▼『悪口学校』リチャード・シェリダン

悪口学校 (岩波文庫)

 ふたこと目には道徳を説くが裏では社交界を操る偽善家の兄ジョーゼフ.財産を叩き売っては放蕩三昧の弟チャールズ.インド帰りの叔父オリヴァーは兄弟の本心をためそうと,兄には貧者,弟には金貸しを装って現われるが…巧妙な筋立てと場面が展開してゆく.シェイクスピア劇と人気を競う18世紀の劇作家シェリダンの風習喜劇――.

 弁家で,ホイッグ党員でもあったリチャード・シェリダン(Richard Brinsley Sheridan)による,イギリス風習喜劇の伝統を代表する傑作である.「でっちあげた噂話のお広目屋」「悪口(スキャンダル)というにせ金づくり」「人の評判の金貨削り」.兄ジョーゼフは偽善的人物,弟チャールズは浪費家だが気立てが好い.そのようなサーフィス兄弟の後見人ピーターの困惑が加わり,醜聞は混迷を深めていく.

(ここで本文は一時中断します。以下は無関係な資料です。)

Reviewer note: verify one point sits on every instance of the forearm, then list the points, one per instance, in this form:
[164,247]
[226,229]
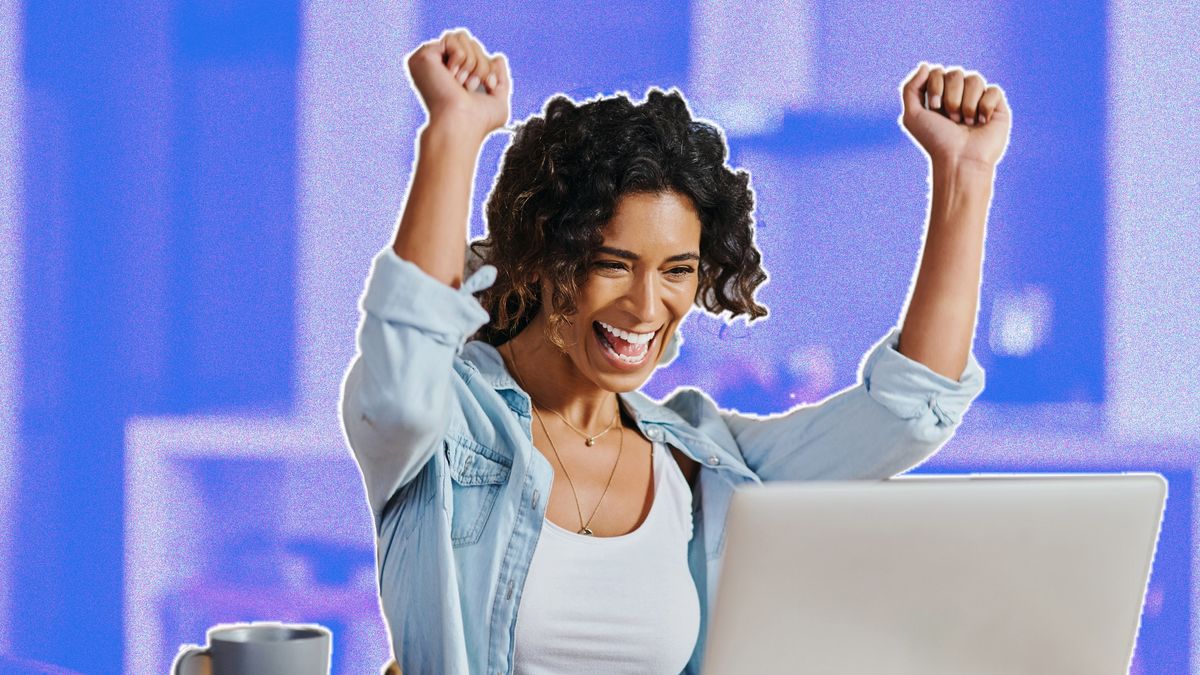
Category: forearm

 父はダブリンの王立劇場の俳優兼監督,母は作家という家柄に生まれたシェリダンは,醜聞や中傷の渦巻く有閑階級の偽善を,本書でシニカルに描いている.当時の俳優・芸能関係者の地位は極めて低く,シェリダンは上流階級への反感を抱いていた.本書は舞台化され,ロンドンでの上演回数は,シェイクスピア劇「オセロー」と並ぶほどの人気を誇った.シェリダンは,1616年に没したウィリアム・シェイクスピア(William Shakespeare)とは,ちょうど200年の時間差がある中で活躍している.

 荒唐無稽な風習喜劇で若き劇作家の評判を確立したシェリダンだが,創作はほぼ青年時代に限られる.コーンウォール公Duke of Cornwall)の歳入役,イギリス海軍主計長官および枢密顧問官の役職を務め,その後半生は機知と風刺に富んだ喜劇ではなく,政治家として名声を高めたのである.もうひとつの代表作『恋がたき』には,修辞学的に有名な「マラプロピズム」(喜劇的効果のある言い間違い)が出てくる.本書は,そのような技巧に頼ってはいない.どちらが読者に受け入れられるかは,完全に好みの問題となっている.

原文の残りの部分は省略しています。